Mindy sat down across from him and a pillar-card reading Give your therapy partner a personal item and trust him to return it. “Well, Mr. Plets, I’ve been having these nightmares lately? I think it’s what happened to Quentin. I mean, he was such a big, strong guy and something just—it makes you afraid to walk the streets at night.”
Mr. Pletsky nodded sympathetically. “It’s a dangerous world we live in, Ms. Murphy. Dangerous. Dangerous. But there are a few simple steps we can all take to—”
Mindy had to keep him off-balance. Move him, work the mid-section. She heard Lucia urging her on like a ringman in a boxing match. “I keep having these nightmares. There’s this animal—sometimes I’m running from it, sometimes I’m fighting it, sometimes it’s, it’s eating me…”

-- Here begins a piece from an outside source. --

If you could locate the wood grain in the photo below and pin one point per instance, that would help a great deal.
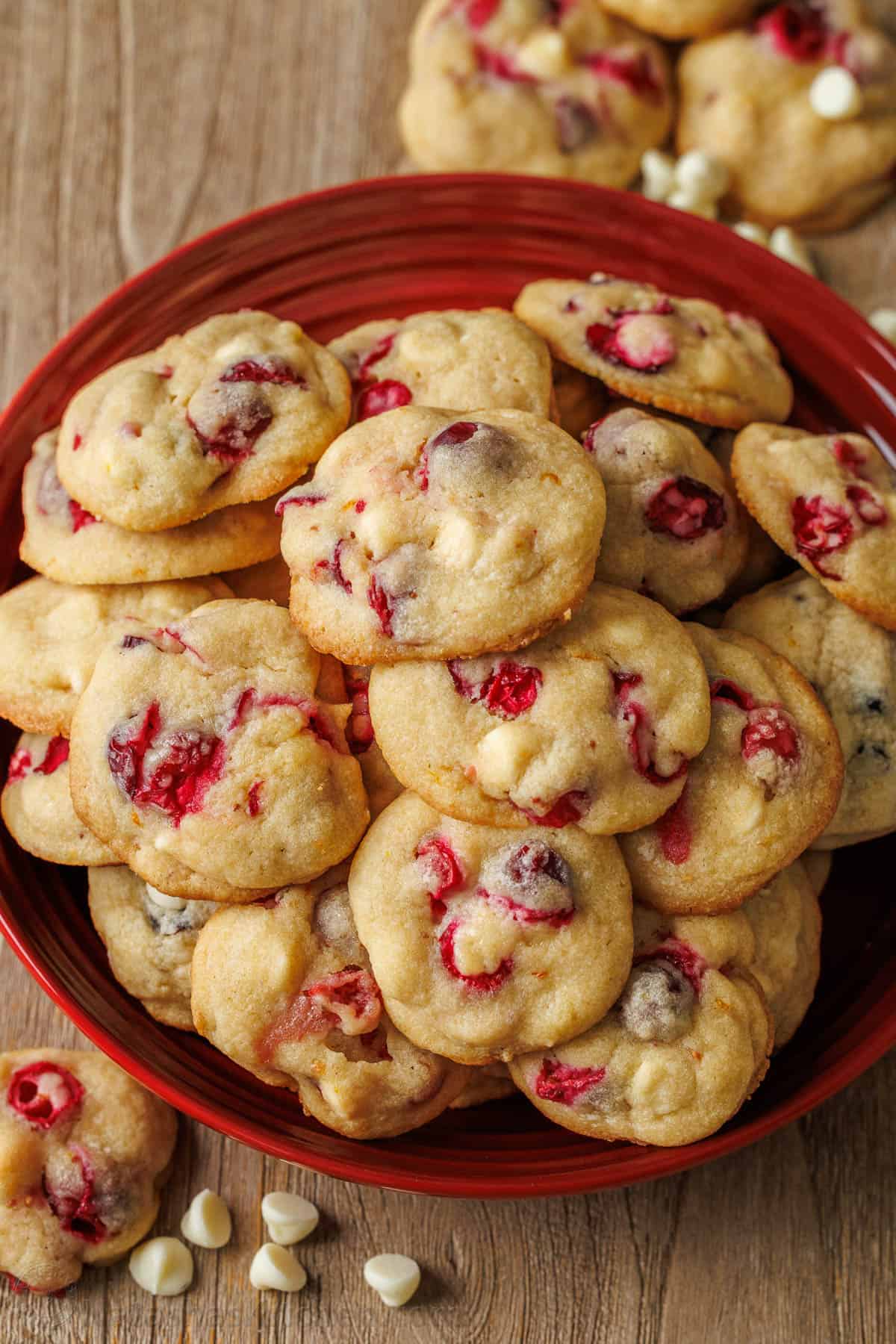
(125, 128)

Mr. Pletsky raised a hand to his lips. “Oh dear.”
“I know, it’s silly. It’s silly. But I thought, maybe if I had some of the facts… I mean, the truth can’t be as scary as my dreams, right?”
“No, child. No, never.”
“I heard that Quentin lost a lot of blood…” Mindy focused all her Jedi powers on Pletsky. Tried to make him go along with her as hard as she’d ever tried to float a pencil as a kid. “That’s not true, is it?”
“I’m afraid it is, Mindy.” Mr. Pletsky hung his head. “Two whole liters. Thankfully a car was passing by; if someone hadn’t called an ambulance… Obviously, we’re not allowed to advocate any religion here at school, but thank Xenu…”
“And the blood, was it…there?” Mindy asked.
“Excuse me?”
“Was it…with him? Like, on the ground? Around him? Or was it…” Mindy made a butterfly of one hand.